Hello. I apologize if this has been answered or addressed elsewhere, and I just wasn't able to find it through searching.
I am attempting to run velveth on a paired-end Illumina-generated sequence with short reads ( the two initial read files have been preprocessed, trimmed, and made into a single .fa file). I was trying to find the best hash length, so I wanted to use the ./velveth output_directory/ m,M,s (..data files..) function, where m-M is the range of values and s is the step. This is all being run on a cluster, so there shouldn't be any issues with computing ability. I compiled Velvet with a max kmer length of 149.
My command: ./velveth /output_directory_on_cluster/ 51,81,2 -shortPaired /path/to/sequence/files.fa with varying values for the m,M,s bit.

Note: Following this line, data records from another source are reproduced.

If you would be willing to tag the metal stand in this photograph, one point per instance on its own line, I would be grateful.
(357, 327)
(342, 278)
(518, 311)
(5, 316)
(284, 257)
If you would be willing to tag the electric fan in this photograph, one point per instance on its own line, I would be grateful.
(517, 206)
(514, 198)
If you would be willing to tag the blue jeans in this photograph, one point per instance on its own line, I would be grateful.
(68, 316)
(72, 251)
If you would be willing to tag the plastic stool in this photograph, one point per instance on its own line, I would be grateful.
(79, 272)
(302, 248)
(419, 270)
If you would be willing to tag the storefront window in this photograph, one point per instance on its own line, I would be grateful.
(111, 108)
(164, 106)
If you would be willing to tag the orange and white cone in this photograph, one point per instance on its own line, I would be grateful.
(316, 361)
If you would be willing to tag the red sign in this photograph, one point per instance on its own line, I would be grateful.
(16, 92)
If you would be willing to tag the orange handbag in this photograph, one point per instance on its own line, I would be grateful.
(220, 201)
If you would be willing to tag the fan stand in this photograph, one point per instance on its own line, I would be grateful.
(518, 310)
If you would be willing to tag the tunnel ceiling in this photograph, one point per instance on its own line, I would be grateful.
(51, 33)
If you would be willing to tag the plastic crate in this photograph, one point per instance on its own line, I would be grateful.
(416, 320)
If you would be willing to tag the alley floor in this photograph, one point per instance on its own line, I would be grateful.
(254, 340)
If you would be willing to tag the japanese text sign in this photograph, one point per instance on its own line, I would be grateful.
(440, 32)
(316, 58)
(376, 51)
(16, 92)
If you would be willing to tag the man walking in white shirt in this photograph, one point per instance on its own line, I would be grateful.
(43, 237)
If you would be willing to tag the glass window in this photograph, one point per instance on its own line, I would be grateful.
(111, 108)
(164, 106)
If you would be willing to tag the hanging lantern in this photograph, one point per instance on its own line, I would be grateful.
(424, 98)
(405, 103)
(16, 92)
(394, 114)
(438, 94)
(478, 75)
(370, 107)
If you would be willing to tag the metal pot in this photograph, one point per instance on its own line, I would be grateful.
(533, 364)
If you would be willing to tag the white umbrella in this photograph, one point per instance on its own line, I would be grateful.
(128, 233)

The job takes a while to run, and usually the first kmer value comes out correctly (makes a folder with Log, Roadmap, and Sequences files in it). However, the other ones don't have valid Sequence files; they are all empty files. I can use the typical velveth format (.velveth /output_directory_on_cluster/ hash_length -shortPaired /path/to/sequence/files.fa) and it works if I separately run each kmer value that I'd like to test, but I was hoping to streamline it a little bit by using the m,M,s ability.
Has anyone experienced this problem before or know of a solution?
I see, thank you! That's very helpful to know.
A new question has come up: for all of the output files with the "symbolic link", I can't use ./velvetg on them. It gives me an error saying that it can't open the Sequences file. Any advice?